La nouvelle architecture financière africaine mise en avant
Face à ces besoins, la BAD encourage également Madagascar à accélérer la mise en œuvre de la Nouvelle architecture financière africaine pour le développement (NAFAD).
Pour Kevin Urama, économiste en chef et vice-président du Groupe de la BAD chargé de la Gouvernance économique et de la Gestion des connaissances, cette initiative doit contribuer à renforcer les mécanismes africains de financement du développement.
L’objectif est notamment de mieux mobiliser les ressources disponibles sur le continent et de réduire la dépendance à des sources de financement extérieures parfois plus difficiles d’accès.
Le défi : transformer les ressources en investissements
Le besoin de 7,27 milliards de dollars par an illustre l’ampleur du défi auquel Madagascar est confronté.

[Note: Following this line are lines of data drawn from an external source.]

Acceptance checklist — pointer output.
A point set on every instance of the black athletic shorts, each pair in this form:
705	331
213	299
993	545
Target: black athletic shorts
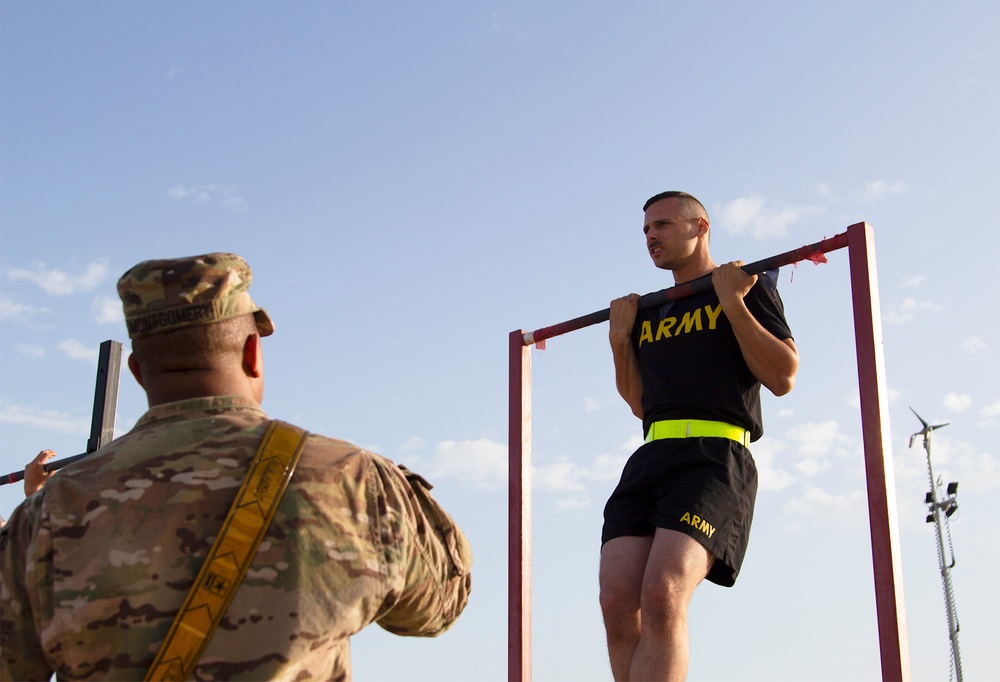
703	487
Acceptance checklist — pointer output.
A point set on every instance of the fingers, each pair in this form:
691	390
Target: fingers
731	280
44	456
35	474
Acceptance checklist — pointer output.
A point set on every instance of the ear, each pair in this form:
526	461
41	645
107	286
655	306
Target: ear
135	368
253	357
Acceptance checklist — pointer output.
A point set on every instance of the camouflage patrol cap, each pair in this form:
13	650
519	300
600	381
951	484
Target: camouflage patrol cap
162	295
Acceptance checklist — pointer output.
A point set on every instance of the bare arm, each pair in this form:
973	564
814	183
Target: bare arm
773	361
627	377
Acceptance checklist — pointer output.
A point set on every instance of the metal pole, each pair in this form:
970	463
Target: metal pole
102	422
936	508
519	512
886	561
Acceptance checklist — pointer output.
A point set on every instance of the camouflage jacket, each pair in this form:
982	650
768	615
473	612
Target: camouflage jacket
96	564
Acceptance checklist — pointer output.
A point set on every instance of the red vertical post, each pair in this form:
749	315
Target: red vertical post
519	512
889	604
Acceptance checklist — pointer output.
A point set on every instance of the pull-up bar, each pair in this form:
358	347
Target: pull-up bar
887	565
813	252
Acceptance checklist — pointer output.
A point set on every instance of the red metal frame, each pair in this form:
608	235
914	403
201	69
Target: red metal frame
886	562
519	512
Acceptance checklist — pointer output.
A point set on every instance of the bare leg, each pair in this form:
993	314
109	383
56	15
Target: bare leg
623	565
675	566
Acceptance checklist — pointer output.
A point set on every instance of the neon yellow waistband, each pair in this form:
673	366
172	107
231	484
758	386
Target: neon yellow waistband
696	428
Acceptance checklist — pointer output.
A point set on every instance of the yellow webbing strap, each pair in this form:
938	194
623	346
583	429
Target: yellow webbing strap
696	428
234	548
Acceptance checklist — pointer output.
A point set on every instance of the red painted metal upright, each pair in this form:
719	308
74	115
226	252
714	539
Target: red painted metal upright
889	604
519	512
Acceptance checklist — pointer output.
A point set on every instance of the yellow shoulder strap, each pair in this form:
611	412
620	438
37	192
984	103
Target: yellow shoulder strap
228	560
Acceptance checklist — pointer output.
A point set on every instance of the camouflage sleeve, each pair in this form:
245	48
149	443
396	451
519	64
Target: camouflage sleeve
434	578
25	574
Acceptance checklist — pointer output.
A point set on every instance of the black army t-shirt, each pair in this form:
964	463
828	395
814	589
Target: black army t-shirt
691	363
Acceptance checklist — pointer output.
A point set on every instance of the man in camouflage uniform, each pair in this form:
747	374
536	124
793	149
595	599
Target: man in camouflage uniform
96	565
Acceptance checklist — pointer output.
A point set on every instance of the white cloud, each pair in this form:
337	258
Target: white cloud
909	309
876	189
811	467
58	283
973	345
31	350
15	311
107	310
521	32
821	508
222	195
818	440
769	476
957	403
991	414
480	463
560	476
75	350
47	420
752	214
413	444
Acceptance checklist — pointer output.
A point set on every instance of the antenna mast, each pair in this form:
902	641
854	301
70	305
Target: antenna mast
941	508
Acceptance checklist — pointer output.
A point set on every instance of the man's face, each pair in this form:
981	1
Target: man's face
671	237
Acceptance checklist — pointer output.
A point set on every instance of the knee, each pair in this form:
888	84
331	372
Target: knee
664	601
618	602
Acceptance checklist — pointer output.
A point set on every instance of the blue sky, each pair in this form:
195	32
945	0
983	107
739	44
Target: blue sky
411	182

Au-delà de la mobilisation des fonds, la capacité à transformer ces ressources en projets productifs sera déterminante. Le pays devra donc poursuivre les réformes destinées à renforcer son système financier, améliorer le climat des affaires et accroître l’efficacité de l’investissement public.
Avec une reprise de la croissance attendue à partir de 2027, Madagascar dispose d’une fenêtre d’opportunité. Mais la capacité à mobiliser des financements à grande échelle et à les orienter efficacement vers les secteurs stratégiques sera essentielle pour accélérer véritablement sa transformation économique.